Benjamin Charles Brumm serves as a Board Member of the World Federalist Movement and contributes to the Institute for World Policy through strategic governance, institutional reform, and global policy development via his work as the interim Chair of the Committee for Membership and Outreach.. His work focuses on strengthening multilateral institutions, advancing democratic accountability at the international level, and designing resilient governance frameworks capable of addressing emerging global risks. He contributes to initiatives on global economic reform, security architecture, and long-term institutional design, including research on international law, space governance, and financial system modernization. With a background in security operations, data analytics, and AI governance, Benjamin brings a systems-oriented approach to global policy challenges. His work emphasizes disciplined implementation, cross-regional coordination, and the development of durable structures that enhance compliance with international norms while promoting stability, cooperation, and responsible global leadership.
WHY ARE YOU A WORLD FEDERALIST?
In 2024, while applying to the Norman Paterson School of International Affairs, Benjamin encountered Albert Einstein’s 1949 essay Why Socialism?. Reading it on a bus en route to the airport marked a turning point. The essay’s central insight—that the individual is inseparable from society – challenged the prevailing Western emphasis on radical individual primacy. He came to see how alienation, fragmentation, and conflict can emerge when personal advancement is detached from collective responsibility.
At the same time, he recognized that collectivism structured around narrow identities—national, ideological, or civilizational – can perpetuate an “us versus them” dynamic. Durable peace, in his view, requires an identity that transcends nationality and encompasses humanity as a whole. Einstein’s later advocacy of world federalism, grounded not in revolutionary ideology but in gradual institutional reform, offered a practical path forward.
For Benjamin, world federalism represents a health-centered approach to governance: designing institutions that reduce structural insecurity, mitigate power politics, and elevate quality of life. He believes long-term stability depends on cooperation over competition, and on building global frameworks that safeguard both individual dignity and the common good.
WHAT IS THE FUTURE YOU ARE WORKING TOWARDS?
When asked what future he is working toward, Benjamin returns to a question he has reflected on repeatedly: What, precisely, is worth striving for? Abstract phrases such as “humanity” or “nature” are insufficient on their own. For him, the objective is concrete: to maximize the quality of life for all people by expanding opportunity as broadly as possible, while advancing an ecological civilization that lives in structural harmony with the natural world.

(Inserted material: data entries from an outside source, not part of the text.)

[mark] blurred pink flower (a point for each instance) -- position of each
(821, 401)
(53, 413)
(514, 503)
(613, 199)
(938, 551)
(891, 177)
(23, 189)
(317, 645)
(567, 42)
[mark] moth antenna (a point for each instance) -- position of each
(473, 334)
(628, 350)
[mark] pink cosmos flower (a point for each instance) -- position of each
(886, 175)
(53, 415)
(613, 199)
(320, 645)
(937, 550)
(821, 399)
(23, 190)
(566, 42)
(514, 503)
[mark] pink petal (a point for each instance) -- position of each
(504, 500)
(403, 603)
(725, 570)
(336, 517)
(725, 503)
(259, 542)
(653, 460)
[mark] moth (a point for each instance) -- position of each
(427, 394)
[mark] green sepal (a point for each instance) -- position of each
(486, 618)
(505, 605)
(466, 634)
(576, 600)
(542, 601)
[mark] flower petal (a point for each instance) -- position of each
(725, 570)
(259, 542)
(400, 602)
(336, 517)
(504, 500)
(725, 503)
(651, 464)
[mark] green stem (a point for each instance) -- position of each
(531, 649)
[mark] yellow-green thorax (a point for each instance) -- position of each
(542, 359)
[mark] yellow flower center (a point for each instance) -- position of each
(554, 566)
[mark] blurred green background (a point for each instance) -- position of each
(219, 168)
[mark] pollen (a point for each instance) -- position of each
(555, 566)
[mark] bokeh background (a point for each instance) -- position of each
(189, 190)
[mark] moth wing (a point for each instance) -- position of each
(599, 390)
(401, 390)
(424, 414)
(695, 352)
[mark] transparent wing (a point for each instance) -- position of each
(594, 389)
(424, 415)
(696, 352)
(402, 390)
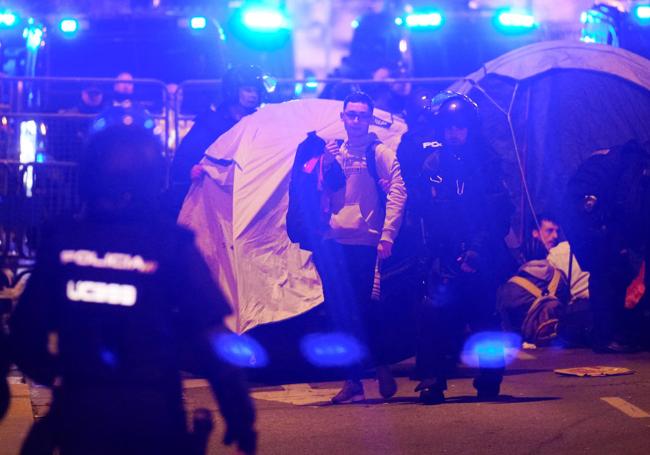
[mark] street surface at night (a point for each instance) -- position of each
(539, 412)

This requires continuous institutional improvement, disciplined reform, and the courage to take decisive action when necessary. It requires crafting a social contract that simultaneously protects individual liberties and guarantees foundational entitlements—access to healthcare, food, shelter, education, due process, freedom of thought and expression, and the opportunity to pursue one’s aspirations without arbitrary constraint. He believes freedom and security are not opposites but mutually reinforcing. The task of governance is to expand both: to provide the material foundations for human flourishing while preserving the dignity and autonomy of the individual. The future he works toward is one in which cooperation replaces zero-sum competition, institutions reduce structural insecurity, and every person is afforded the opportunity to live a life of meaning, stability, and self-determined excellence.